Incomplete specifications: Missing edge cases and implicit behaviors
Unstable tests: Tests that don't capture real system behavior
Agent conflicts: One agent fixes functionality while breaking another
Human intervention loops: Developers forced back into firefighting mode

Core Concepts: The Four Pillars of Current-State Documentation

The solution isn't traditional comprehensive documentation, but rather a structured "archeological excavation" focused on enabling multi-agent workflows.

1. Feature Inventory (Not Feature Documentation)

Instead of describing "what we built," document what exists:

## Feature Modules
- User registration / authentication
- Content browsing
- Order processing
- Payment handling
- Refund management
- Push notifications
- Risk control / limitation logic

For each module, answer only three questions:

### Order Processing
- Under what conditions can users place orders
- What internal state changes occur after successful order placement
- What are the primary known failure modes

Key principles:

❌ No flowcharts or implementation details
❌ No architectural explanations
✅ Only factual behavioral descriptions

2. Critical Business Invariants

These form the lifeline of spec-driven + TDD + multi-agent systems:

## System Invariants
- Paid orders cannot revert to "unpaid" status
- One user can only have one active order at any time
- Refunded orders cannot initiate additional refunds
- Banned users cannot trigger any write operations

These statements are:

Code-independent: Don't rely on implementation details
UI-agnostic: Don't depend on interface specifics
Highly stable: Rarely change over time
Test-friendly: Easily converted to property tests and regression tests

3. Accepted Anomaly Catalog

This captures the messy but accepted reality of production systems:

## Known but Accepted Exceptions
- Payment success with callback failure may show frontend failure (requires manual reconciliation)
- Network instability may cause duplicate requests (backend uses idempotent keys)
- Legacy user data missing fields triggers compatibility logic

Why this matters:

Agents naturally try to "fix" inelegant behavior
Some system "messiness" is deliberately accepted
Without documentation, agents will "helpfully" break production logic

4. Authority Hierarchy

Define conflict resolution rules when specifications, tests, and human knowledge disagree:

## Truth Source Priority
1. Production behavior (logs + data)
2. Existing core tests (if any)
3. Explicitly written specifications
4. Human memory / verbal agreements

This hierarchy becomes critical for multi-agent conflict resolution.

Analysis: The Three-Layer Specification Architecture

The most crucial architectural decision involves how to handle specification evolution.
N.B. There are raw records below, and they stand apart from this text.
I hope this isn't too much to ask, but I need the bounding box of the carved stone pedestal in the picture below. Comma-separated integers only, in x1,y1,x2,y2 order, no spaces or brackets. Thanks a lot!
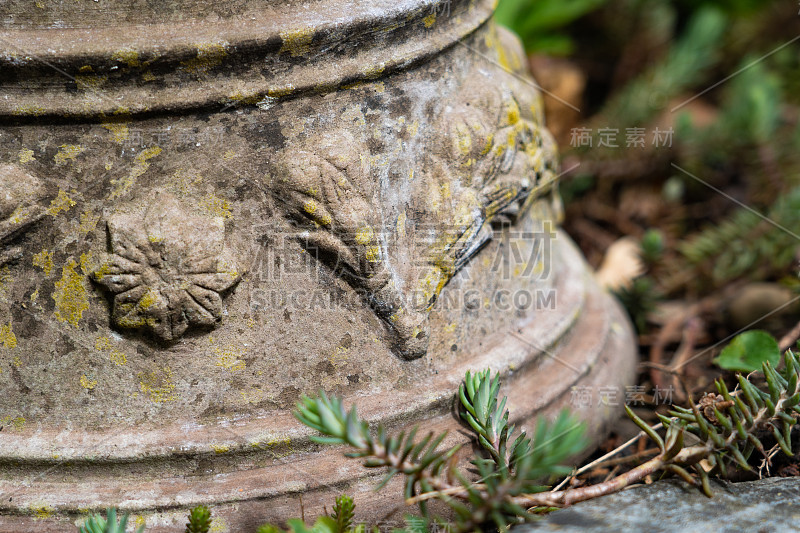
0,0,635,533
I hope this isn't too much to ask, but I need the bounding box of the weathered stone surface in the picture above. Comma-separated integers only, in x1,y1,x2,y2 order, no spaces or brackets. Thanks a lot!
0,0,635,533
513,478,800,533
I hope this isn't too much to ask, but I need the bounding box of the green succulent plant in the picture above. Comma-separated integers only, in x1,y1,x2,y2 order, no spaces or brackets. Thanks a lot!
78,507,144,533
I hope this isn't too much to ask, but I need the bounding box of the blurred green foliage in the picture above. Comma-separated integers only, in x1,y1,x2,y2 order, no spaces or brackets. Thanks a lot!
495,0,608,55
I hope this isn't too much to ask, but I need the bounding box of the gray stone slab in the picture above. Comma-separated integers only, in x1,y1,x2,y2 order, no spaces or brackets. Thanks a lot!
514,478,800,533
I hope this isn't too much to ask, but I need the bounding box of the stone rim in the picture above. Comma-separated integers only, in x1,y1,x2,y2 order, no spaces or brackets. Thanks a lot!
0,0,493,118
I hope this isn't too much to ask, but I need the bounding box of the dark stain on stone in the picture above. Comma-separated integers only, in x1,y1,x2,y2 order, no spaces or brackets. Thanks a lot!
258,120,286,150
548,509,604,527
367,137,386,155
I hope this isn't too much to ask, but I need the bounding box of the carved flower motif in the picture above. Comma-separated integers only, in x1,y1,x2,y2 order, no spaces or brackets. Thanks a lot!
92,195,241,340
The answer is a layered approach that separates historical facts from future intentions.

Layer 1: Current State Spec (Frozen, Read-Only)
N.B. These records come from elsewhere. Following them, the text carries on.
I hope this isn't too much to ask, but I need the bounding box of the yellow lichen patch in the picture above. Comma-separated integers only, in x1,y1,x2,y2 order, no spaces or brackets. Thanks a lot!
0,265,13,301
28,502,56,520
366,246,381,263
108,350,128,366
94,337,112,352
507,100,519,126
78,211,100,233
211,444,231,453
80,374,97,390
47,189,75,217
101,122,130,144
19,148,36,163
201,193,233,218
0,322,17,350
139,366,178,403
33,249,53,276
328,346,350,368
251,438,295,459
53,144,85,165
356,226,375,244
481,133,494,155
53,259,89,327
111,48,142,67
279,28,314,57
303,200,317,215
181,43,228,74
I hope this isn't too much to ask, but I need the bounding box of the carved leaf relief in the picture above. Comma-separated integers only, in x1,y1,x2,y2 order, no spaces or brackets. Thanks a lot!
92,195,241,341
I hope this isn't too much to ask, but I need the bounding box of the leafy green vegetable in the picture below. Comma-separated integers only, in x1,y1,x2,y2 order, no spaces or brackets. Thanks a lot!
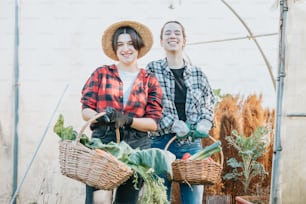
188,141,221,160
129,148,175,178
53,114,78,140
53,115,175,204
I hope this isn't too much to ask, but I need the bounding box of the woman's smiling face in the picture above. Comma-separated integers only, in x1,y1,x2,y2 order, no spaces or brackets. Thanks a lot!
116,34,138,64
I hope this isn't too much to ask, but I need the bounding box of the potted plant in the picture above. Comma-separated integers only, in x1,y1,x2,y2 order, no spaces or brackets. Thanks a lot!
223,126,269,203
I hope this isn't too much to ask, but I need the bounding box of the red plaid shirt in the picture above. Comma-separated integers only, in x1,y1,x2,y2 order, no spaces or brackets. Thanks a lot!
81,65,162,122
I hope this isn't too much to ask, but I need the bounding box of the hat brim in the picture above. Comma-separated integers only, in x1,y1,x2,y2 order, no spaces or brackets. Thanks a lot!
102,21,153,61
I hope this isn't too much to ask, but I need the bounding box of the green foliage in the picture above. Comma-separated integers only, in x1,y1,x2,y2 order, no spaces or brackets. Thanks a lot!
223,126,269,193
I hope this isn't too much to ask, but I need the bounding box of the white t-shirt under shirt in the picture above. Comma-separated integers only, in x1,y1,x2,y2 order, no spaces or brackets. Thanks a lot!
118,69,139,106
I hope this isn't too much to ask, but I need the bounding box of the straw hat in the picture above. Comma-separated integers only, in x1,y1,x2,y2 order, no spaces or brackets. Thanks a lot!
102,21,153,61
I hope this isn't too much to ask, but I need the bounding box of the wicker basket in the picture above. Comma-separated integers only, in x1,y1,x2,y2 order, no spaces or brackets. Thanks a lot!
59,112,133,190
165,136,224,185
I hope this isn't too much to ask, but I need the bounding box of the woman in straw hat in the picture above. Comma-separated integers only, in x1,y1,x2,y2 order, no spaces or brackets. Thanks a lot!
81,21,162,204
147,21,214,204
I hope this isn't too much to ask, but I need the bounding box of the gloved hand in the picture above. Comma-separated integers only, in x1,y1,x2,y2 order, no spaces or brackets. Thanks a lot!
97,107,133,128
193,119,212,139
172,120,190,140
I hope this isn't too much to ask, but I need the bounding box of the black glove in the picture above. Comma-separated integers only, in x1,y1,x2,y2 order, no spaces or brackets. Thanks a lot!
101,107,133,128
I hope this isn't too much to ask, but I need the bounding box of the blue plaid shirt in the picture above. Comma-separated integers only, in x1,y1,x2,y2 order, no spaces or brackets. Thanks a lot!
147,58,215,136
Purpose: Historical system behavior snapshot

spec/
 ├─ current/
 │   ├─ 2025-01/
 │   │   ├─ order.md
 │   │   ├─ payment.md
 │   │   └─ invariants.md

Rules:

✅ Only update when facts actually change
❌ No "polish" modifications
❌ No completeness requirements
✅ Explicit "uncertain/uncovered" sections allowed

Layer 2: Target Spec (Living, Modifiable)
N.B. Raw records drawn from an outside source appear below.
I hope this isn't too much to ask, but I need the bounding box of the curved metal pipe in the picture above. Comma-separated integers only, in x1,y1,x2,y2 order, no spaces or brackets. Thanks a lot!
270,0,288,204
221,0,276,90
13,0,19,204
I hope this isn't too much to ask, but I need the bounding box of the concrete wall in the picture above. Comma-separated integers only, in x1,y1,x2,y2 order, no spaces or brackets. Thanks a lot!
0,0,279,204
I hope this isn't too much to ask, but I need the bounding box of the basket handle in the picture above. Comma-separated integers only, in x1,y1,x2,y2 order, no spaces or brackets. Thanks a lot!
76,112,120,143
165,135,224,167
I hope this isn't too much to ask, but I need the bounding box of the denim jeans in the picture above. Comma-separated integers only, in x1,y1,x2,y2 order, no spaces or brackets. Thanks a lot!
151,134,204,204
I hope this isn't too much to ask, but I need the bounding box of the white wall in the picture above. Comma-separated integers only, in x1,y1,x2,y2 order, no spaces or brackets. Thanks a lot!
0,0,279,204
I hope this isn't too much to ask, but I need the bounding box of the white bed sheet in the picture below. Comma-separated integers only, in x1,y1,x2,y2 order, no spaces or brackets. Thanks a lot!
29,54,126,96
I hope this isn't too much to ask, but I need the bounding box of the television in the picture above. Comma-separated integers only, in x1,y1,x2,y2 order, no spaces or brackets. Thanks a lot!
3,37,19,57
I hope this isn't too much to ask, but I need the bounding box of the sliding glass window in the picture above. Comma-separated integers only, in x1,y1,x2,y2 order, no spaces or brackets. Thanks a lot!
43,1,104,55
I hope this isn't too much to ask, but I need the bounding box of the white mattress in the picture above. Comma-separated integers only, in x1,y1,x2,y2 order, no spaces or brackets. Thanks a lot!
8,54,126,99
Purpose: Desired future system behavior

spec/
 ├─ target/
 │   ├─ order-v2.md
 │   ├─ payment-refactor.md

All new requirements, refactoring goals, and behavior modifications go here. This serves as:

Primary agent execution input
Test design source
Code review reference

Layer 3: Difference Documentation (Bridge)

Purpose: Explicit change management

## Diff: current → target
 
- Current: Users can have multiple pending orders
- Target: Only one active order allowed
- Risks:
  - Legacy data compatibility
  - Concurrent request handling

This layer provides:

Human decision points
Agent risk awareness
Natural TDD test case generation

Why This Architecture Works

The three-layer approach solves critical problems:

Prevents reference loss: Historical behavior remains accessible for regression testing
Enables change tracking: Clear distinction between "what is" vs "what should be"
Supports agent reasoning: Agents understand they're "building future" not "explaining past"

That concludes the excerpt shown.